With an overall Salmon catch of 7,003 (8,221 in 2016), 2017’s catch was down by 15% on the previous season. 6,577 Salmon (7,680 in 2016) were caught by rod and line and 426 (541) by net; 83%, 5,487 fish, of the total rod catch was returned (85% in 2016).
Tweed continued to catch more Salmon than any other river in the UK although the downward catch trend continued, as it did elsewhere; this was not helped by the lack of angling effort on the river at times, which may have depressed the catch still further. The early months of Spring did not produce many fish but, for the first time on Tweed, the catches during the summer months of 1 June to 31 August (2,700) were practically equal to the autumn season of 1 September to 30 November (2,712). Fishing in September was better than last season with 1,159 caught (887, 2016), but the last two months of the season showed a 38% drop on 2016 (2,510 in 2016; 1,553 in 2017). The November catch in 2015 and 2016 was low but consistent (603, 2015; 609, 2016) but this season dropped to just 374. There was a large-scale collapse of Grilse across the whole of the UK.
There were many reports of earlier spawning, with fish in the Upper Tweed seen pairing up in October and, in some areas, September. In some instances that contributed to the lack of angling effort in the back end, with some fisheries closing earlier so as not to cast over spawning fish or redds.

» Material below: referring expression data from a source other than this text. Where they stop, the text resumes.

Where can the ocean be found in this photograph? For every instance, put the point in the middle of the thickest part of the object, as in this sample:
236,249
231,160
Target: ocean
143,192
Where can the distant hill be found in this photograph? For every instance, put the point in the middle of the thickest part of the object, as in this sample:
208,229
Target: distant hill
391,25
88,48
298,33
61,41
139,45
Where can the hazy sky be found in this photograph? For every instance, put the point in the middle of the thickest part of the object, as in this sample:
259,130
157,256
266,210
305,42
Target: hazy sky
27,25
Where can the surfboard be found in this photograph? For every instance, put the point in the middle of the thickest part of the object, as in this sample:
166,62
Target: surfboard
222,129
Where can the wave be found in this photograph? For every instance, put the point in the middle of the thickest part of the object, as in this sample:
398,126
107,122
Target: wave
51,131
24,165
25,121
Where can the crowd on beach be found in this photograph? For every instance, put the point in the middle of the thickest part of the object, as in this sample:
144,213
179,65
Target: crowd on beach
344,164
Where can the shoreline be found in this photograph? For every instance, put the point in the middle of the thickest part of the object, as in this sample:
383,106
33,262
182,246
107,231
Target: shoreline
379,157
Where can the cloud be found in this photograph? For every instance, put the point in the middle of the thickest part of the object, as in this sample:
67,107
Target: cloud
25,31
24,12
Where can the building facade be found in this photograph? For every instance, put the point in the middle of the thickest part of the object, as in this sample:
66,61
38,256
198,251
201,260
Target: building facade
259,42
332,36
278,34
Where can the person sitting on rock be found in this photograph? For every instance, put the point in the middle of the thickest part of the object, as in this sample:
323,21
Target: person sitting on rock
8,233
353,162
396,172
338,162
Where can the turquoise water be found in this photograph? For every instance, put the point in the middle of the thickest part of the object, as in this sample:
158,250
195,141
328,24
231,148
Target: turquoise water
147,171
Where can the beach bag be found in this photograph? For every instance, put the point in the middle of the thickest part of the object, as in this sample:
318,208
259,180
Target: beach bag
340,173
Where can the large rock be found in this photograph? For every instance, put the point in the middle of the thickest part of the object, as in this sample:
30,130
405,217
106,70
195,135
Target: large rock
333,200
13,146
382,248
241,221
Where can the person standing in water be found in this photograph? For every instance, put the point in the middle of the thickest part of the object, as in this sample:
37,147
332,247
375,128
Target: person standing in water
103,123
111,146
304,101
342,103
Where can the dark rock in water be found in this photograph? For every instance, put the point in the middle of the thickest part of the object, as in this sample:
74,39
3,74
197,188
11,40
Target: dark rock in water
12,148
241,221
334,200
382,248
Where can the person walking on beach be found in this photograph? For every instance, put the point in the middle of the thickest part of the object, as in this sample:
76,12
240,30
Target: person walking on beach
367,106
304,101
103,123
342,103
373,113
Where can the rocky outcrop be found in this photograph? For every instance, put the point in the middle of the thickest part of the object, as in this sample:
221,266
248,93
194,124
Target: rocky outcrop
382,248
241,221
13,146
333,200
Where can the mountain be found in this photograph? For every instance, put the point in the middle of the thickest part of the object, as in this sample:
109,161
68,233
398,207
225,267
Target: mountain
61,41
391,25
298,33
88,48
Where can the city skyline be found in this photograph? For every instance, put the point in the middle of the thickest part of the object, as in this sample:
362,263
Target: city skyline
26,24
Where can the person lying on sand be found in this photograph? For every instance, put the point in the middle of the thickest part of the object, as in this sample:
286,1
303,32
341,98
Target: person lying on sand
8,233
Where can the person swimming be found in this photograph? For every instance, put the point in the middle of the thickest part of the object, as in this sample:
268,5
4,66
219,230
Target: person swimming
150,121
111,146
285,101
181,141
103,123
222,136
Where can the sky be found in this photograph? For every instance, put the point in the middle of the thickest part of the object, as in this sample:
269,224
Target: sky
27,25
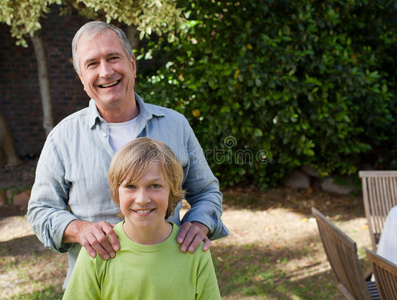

Whilst angler reports of less fish in the river were widespread, that was not borne out by the results from The Tweed Foundation’s fish counter on the Gala Water – monitoring a summer stock – and which had recorded 1,100 fish moving upstream, indicating that egg deposition would be well in excess of requirements. The Tweed Foundation’s annual monitoring of the juvenile stocks also confirmed that the headwaters and smaller burns were stocked to capacity in 2017, a recovery from the extremely depressed results the previous year.
Lower and Middle Tweed catches continued to fall, with a marginal increase continuing on the upper river as in the previous two seasons. The tributaries caught few fish, and remained in line with the five-year average figures.
The 2017 Sea-trout catch was 2,594 (1,671 in 2016), of this 1,939 (1,280 in 2016) were caught by rod and line and 655 (391) by net; 62% (57% in 2016) of rod caught Sea-trout were returned. Following a poor year’s catch the previous season, 55% more Sea-trout were reported in 2017, which also represented an 12% increase on the 2015 figure (2,323).
Brown trout catches were variable, with no overall trend in the 2017 season, although all catch rates were within the usual range recorded by the Tweed Trout & Grayling Initiative over the last 12 years. The Upper Tweed catch returns showed average catches for 25cms+ Brown trout, lower for smaller sizes, but with catches of larger trout (40cms +) well above the average. The general view from the Lower and Middle Tweed was that it had been a poor season, although this was not entirely supported by the data gathered: analysis of the Middle Tweed returns for the season showed that catches of +25cms Brown trout were fractionally above average. The Lower Tweed catches were a little below average, but still notably higher than three recent years. Whilst many anglers commented on the poor fishing conditions in the first half of the season (when the best catches are usually expected), the returns suggested that on the few occasions when conditions were favourable, some good catches were made.
The RTC Annual Report 2017 includes the Chairman’s Report and further information about the Commission’s work during the year, together with catch and trend graphs.